Durante su conferencia de prensa matutina, la mandataria detalló que la Fiscalía General de la República (FGR) investiga al exgobernador panista por su presunta participación en el delito de contrabando de combustible —conocido como «huachicol fiscal»— y fraude a la hacienda pública.
“Quienes firman diciendo que es un asunto político, están equivocados. Es un asunto que tiene que ver con un delito. Hay suficiente información por parte de la Fiscalía para poder haber obtenido una orden de aprehensión de un juez”, afirmó la mandataria.
Sheinbaum expuso que los señalamientos presentados por la FGR «no son cualquier cosa». De acuerdo con las indagatorias, Ruffo Appel figura presuntamente como el principal socio accionista de una empresa importadora que ingresaba combustible al país declarando volúmenes menores a los reales o registrando mercancías distintas para evadir impuestos.
Sheinbaum defiende el «actuar parejo» de las instituciones
La red de distribución involucrada abarca varias entidades del país y derivó en el aseguramiento de una treintena de ferrotanques. Para documentar técnicamente la investigación, la FGR ha integrado 96 datos de prueba, entre los que destacan dictámenes periciales en química, ingeniería mecánica y eléctrica, fotografía y criminalística.
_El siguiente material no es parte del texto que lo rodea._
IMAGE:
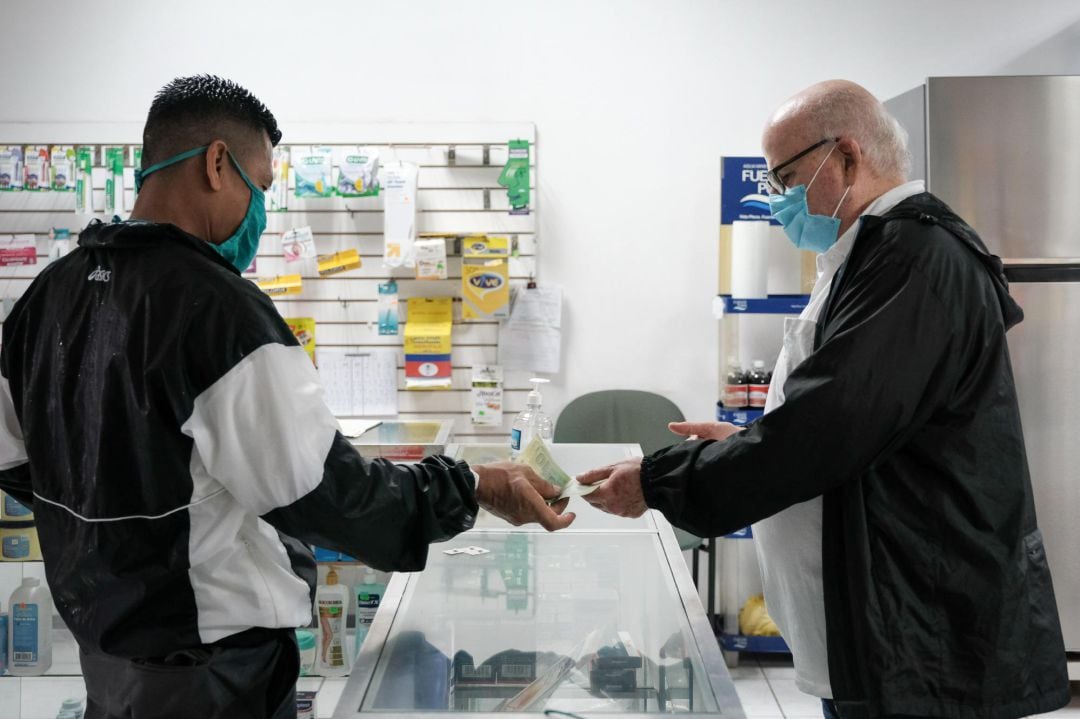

La presidenta precisó además que en estas pesquisas sobre huachicol fiscal existe comunicación y coordinación con el Departamento del Tesoro de Estados Unidos para el intercambio de información transfronteriza si el caso lo requiere.
Finalmente, Sheinbaum señaló que el exgobernador está en su derecho de recurrir a amparos y herramientas legales que le otorga el sistema de justicia, pero insistió en que el origen del caso responde estrictamente a un hallazgo criminal a partir de ferrotanques abandonados y no a tintes partidistas.
Como muestra del actuar parejo de las instituciones, recordó las investigaciones en curso contra otros esquemas, incluyendo el caso del buque-tanque denunciado por la propia Secretaría de Marina que derivó en la detención de personal naval.